Can chronic fatigue syndrome be treated? Rochester-based doctor is trying to find an answer
When 68-year-old Marie Woznicki-Likavec of Sterling Heights fell ill with an unknown virus back in March, she was left with a myriad of physical and mental symptoms that couldn’t be explained.
However, a Rochester-based doctor may have a treatment.
After recovering from symptoms that fell in line with COVID-19 — chills, diarrhea and fever — she developed extreme fatigue, brain fog, weakness and memory problems that severely impacted her ability to function. Now, she struggles to drive, work and even speak. It’s a group of symptoms often referred to as chronic fatigue syndrome, which the Mayo Clinic characterizes as a complex disorder that has no known cause, but is thought to be triggered by viral infections or psychological stress.
Woznicki-Likavec is not alone in her experience.
A study published in the Journal of the American Medical Association found that of 143 COVID-19 patients at a hospital in Rome, 87% still had at least one coronavirus symptom two months later, while more than half reported ongoing fatigue.
Testing was limited when Woznicki-Likavec fell ill, so she never found out for certain if she had COVID-19, but the many doctors she has seen to help alleviate symptoms believe coronavirus was the culprit. One of those doctors is Dr. Joel L. Young, medical director at Rochester Center for Behavioral Medicine and clinical associate professor of psychiatry at Wayne State University School of Medicine.
Young, who specializes in managing chronic fatigue syndrome, completed a study that shows a promising treatment.
“It’s both a mental and physical fatigue,” Young says. Physical symptoms can include neck, joint and muscle pain, while the mental symptoms can include brain fog, compromised memory and difficulty speaking.
People with chronic fatigue syndrome can feel inundated “when a lot of stimuli are coming in at them,” he says. “They have a hard time talking on the phone and can feel overwhelmed by commotion in the house.”
It can also be an isolating condition, Young added, because chronic fatigue syndrome can be difficult to diagnose and manage. Oftentimes, many don’t realize the root of their problems lie in the disorder.
“People often spend years trying to find someone who can help them or who’s interested in helping them,” Young says. “They often have a very tense relationship with their providers because the providers don’t know exactly what to do for them.”
In 2012, Young conducted a two-month study on 26 patients who experienced symptoms of chronic fatigue syndrome. Half were given lisdexamfetamine (LDX), which is an FDA-approved medication for ADHD and binge eating disorder. Its brand name is Vyvanse. The other half were given placebos.

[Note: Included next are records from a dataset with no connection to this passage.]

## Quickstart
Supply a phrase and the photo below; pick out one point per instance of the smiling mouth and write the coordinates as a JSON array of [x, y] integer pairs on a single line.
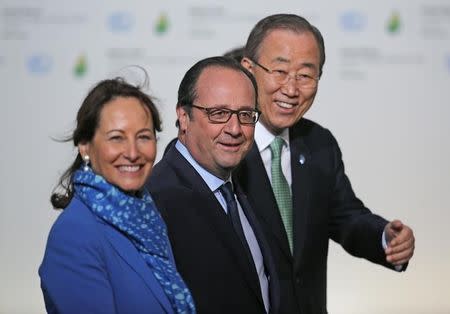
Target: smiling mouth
[[230, 146], [285, 105], [130, 169]]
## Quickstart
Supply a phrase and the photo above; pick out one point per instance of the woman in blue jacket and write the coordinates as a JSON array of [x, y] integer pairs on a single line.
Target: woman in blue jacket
[[108, 251]]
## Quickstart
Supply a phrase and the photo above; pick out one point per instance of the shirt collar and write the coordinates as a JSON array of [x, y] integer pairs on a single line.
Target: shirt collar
[[263, 137], [211, 180]]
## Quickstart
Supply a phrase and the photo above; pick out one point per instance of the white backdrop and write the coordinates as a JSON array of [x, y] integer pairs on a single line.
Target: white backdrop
[[385, 94]]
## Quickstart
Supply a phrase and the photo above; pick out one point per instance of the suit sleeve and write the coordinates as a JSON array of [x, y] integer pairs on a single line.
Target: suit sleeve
[[73, 273], [353, 225]]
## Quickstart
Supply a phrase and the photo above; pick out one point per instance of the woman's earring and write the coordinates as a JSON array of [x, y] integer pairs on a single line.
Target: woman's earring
[[86, 162]]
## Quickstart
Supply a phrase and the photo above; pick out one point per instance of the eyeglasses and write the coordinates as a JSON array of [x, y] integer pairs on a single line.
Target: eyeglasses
[[282, 77], [223, 115]]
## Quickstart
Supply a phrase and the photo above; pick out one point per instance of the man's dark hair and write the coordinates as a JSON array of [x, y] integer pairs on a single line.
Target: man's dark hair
[[187, 92], [289, 22]]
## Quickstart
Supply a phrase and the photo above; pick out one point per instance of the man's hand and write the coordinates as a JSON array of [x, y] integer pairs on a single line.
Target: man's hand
[[400, 241]]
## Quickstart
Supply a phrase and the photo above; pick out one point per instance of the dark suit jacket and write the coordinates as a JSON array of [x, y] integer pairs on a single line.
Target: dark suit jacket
[[208, 253], [324, 206], [90, 267]]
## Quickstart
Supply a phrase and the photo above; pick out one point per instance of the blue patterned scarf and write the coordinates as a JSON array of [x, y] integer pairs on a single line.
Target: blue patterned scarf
[[140, 221]]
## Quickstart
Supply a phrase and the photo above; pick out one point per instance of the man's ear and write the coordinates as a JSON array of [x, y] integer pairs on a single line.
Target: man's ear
[[247, 63], [83, 149], [183, 118]]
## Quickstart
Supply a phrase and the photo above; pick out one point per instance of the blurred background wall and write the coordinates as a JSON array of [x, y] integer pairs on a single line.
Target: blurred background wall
[[385, 94]]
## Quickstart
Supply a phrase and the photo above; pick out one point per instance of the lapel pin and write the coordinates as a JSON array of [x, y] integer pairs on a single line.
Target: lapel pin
[[301, 159]]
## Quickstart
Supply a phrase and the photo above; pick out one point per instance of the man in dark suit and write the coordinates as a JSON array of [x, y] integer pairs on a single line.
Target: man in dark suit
[[218, 245], [294, 174]]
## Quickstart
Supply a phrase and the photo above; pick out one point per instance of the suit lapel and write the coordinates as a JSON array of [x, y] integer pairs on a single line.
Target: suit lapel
[[300, 163], [205, 205], [253, 177], [130, 255]]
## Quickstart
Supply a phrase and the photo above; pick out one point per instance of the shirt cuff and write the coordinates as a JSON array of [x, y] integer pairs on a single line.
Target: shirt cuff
[[384, 244]]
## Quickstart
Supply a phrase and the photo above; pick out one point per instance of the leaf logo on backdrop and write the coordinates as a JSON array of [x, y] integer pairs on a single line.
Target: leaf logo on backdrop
[[120, 22], [394, 23], [353, 21], [162, 24], [39, 64], [80, 68]]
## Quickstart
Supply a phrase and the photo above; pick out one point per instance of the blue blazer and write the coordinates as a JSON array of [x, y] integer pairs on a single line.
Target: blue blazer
[[90, 267]]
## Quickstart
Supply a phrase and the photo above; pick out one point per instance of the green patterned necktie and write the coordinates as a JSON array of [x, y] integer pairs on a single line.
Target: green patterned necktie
[[281, 188]]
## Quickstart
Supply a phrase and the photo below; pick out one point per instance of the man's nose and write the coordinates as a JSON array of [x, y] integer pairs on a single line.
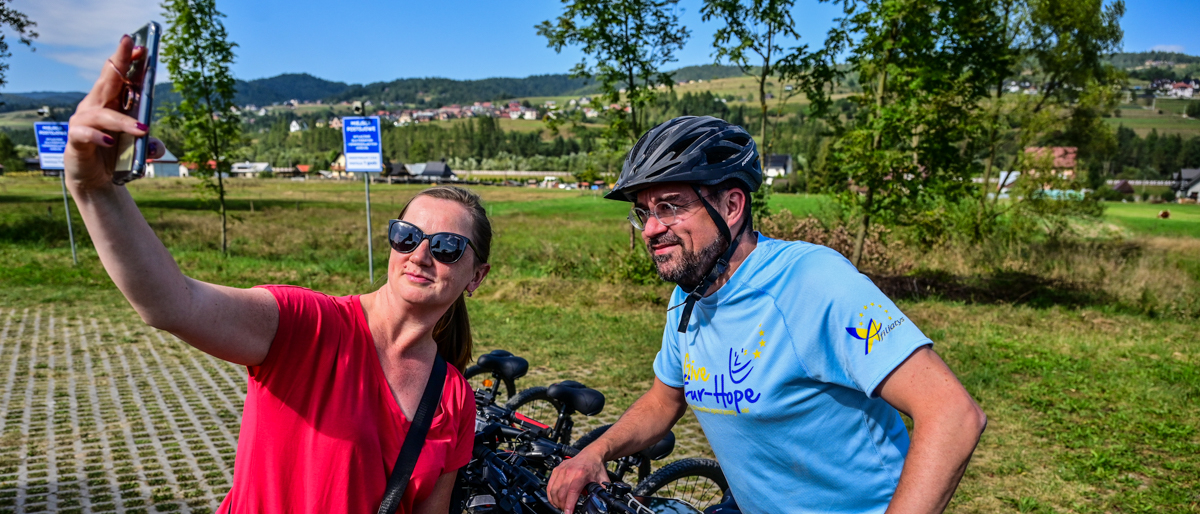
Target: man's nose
[[653, 228]]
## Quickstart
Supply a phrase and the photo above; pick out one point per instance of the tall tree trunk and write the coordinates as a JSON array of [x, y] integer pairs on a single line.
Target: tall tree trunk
[[861, 238], [215, 147], [762, 103], [991, 139]]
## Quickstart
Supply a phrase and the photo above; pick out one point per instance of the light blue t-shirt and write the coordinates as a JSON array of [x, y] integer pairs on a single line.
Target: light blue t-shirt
[[781, 365]]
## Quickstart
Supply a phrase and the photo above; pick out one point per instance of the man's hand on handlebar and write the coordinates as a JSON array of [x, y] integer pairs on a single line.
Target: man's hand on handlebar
[[567, 482]]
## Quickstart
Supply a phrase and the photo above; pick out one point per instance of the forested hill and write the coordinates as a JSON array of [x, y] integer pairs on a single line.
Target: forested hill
[[1133, 59], [445, 90], [25, 101], [264, 91], [433, 91]]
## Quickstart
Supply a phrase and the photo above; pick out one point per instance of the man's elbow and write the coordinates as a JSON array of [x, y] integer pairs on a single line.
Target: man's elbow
[[973, 420]]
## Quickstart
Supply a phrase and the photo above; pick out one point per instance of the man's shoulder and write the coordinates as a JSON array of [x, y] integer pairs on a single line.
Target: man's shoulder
[[787, 264]]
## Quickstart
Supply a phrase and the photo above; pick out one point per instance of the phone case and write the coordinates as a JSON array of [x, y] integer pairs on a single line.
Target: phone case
[[131, 161]]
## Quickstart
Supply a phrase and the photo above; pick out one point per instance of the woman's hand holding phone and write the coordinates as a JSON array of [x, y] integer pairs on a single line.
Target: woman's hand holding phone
[[91, 142]]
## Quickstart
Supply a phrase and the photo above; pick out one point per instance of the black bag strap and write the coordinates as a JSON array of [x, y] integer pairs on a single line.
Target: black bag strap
[[414, 440]]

According to Young’s study, patients who were treated with LDX reported improvement in their cognitive testing and fatigue. They also showed improvement in physical symptoms.
Young says people who participated in the study have been treated long-term with LDX and are doing well. The results of the study were published in Psychiatry Research journal and Young has also written about his findings in his latest book, "Understanding and Treating Chronic Fatigue: A Practical Guide for Patients, Families and Practitioners," released earlier this year.
As COVID-19 sheds more light on chronic fatigue syndrome, Young says he’s hopeful his studies will help pave the way for an approved treatment, especially as more people experience symptoms after the virus.
“We think that post-COVID, chronic fatigue symptoms and (general) chronic fatigue syndrome are a very related phenomenon,” he says. “The belief is that a minority of folks with an acute COVID-19 infection will develop these chronic fatigue symptoms.”
Dr. Justin Skrzynski, an internal medicine physician at Beaumont Royal Oak and one of the main doctors treating COVID-19 since March, has witnessed the “long-haulers” phenomenon, in which patients experience symptoms months after contracting coronavirus.
“A noticeable subset of our patients progress to be ‘long-haulers’ with chronic fatigue, weakness, shortness of breath and sometimes confusion,” he says.
One of the main risk factors for developing lingering symptoms, Skrzynski believes, is pre-existing chronic illness.
“Our COVID patients seem to be hit much harder in terms of weakness and fatigue than other patients who are similarly ill,” he says.
While Beaumont Health says it isn’t able to comment on Young’s study, people like Woznicki-Likavec are cautiously optimistic about his his approach.
“You start to feel like a crazy person,” she says of living with chronic fatigue syndrome. “But I want people to know they’re not crazy. There are other people who can relate to what we’re going through.”